Fig. 2 (a) shows the changes in radius of curvature (R) as function of the grid pitch for various laser-treated DUV LED wafers. After epitaxy, the radius of curvature of the convex bowed wafers along both x and y direction was about 1.4 m. The bow (κ = 1/R) of the wafers was gradually reduced by laser patterning when decreasing the pitch of the laser lines from 200 to 15 μm. After laser patterning with a grid pitch of about 20 µm, the direction of the bow changed from convex to concave. The change of bow (Δκ = κafter – κbefore) as a function of the pitch of the laser lines and their depth in the sapphire is shown in Fig. 2 (a) and (b), respectively. Here, the depth is defined as the distance of the lower end of the damaged area from the sapphire back surface. It is found that both the pitch of the lines and the position of the lines in the sapphire determine the wafer bow. Compressive stress is also induced in the AlGaN epilayers grown on the sapphire substrate, particularly due to the thermal expansion difference between the AlGaN and sapphire. Since the laser-induced compressive stress is implemented near the back surface of the sapphire substrate, it counterbalances the compressive stress generated by the AlGaN on the front surface of the sapphire.

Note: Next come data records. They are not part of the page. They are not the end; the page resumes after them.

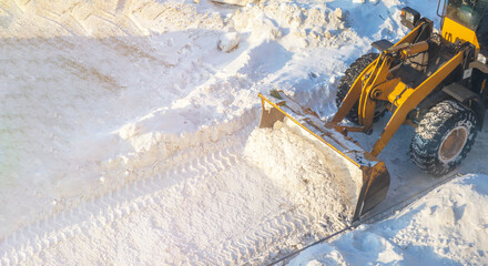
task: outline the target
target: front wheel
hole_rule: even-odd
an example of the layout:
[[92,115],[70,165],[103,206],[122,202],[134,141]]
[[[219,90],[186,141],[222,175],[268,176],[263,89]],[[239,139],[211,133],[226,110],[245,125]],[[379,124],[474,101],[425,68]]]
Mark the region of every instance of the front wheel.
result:
[[471,110],[453,100],[433,106],[420,120],[410,157],[423,171],[440,176],[456,168],[475,143],[478,121]]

Fig. 3(a) and (b) shows the corresponding light output-current-voltage (L-I-V) characteristics and histograms of the forward voltages (at 20 mA) of LEDs with and without bow reduction. The electro-optical characteristics of the LEDs were not significantly affected by laser patterning. At the same time, the uniformity of LED operation voltage across the wafer was improved due to the bow reduction. This effect is attributed to a more uniform temperature distribution during contact annealing across the wafers with reduced bow. A reduced bow leads to a more uniform thermal coupling of the wafer to the heated susceptor during contact annealing. Since the contact resistivity strongly depends on the annealing temperature, the more uniform thermal coupling results in a more uniform operation voltage across the wafer.


Hyun Kyong Cho, Alex Külberg, Neysha Lobo Ploch, Jens Rass, Jan Ruschel, Tim Kolbe, Arne Knauer, Andreas Braun, Olaf Krüger, Sven Einfeldt, Markus Weyers, Michael Kneissl" Bow reduction of AlInGaN-based deep UV LED wafers using focused laser patterning", IEEE Photonics Technology Letters 30, 1792 (2018).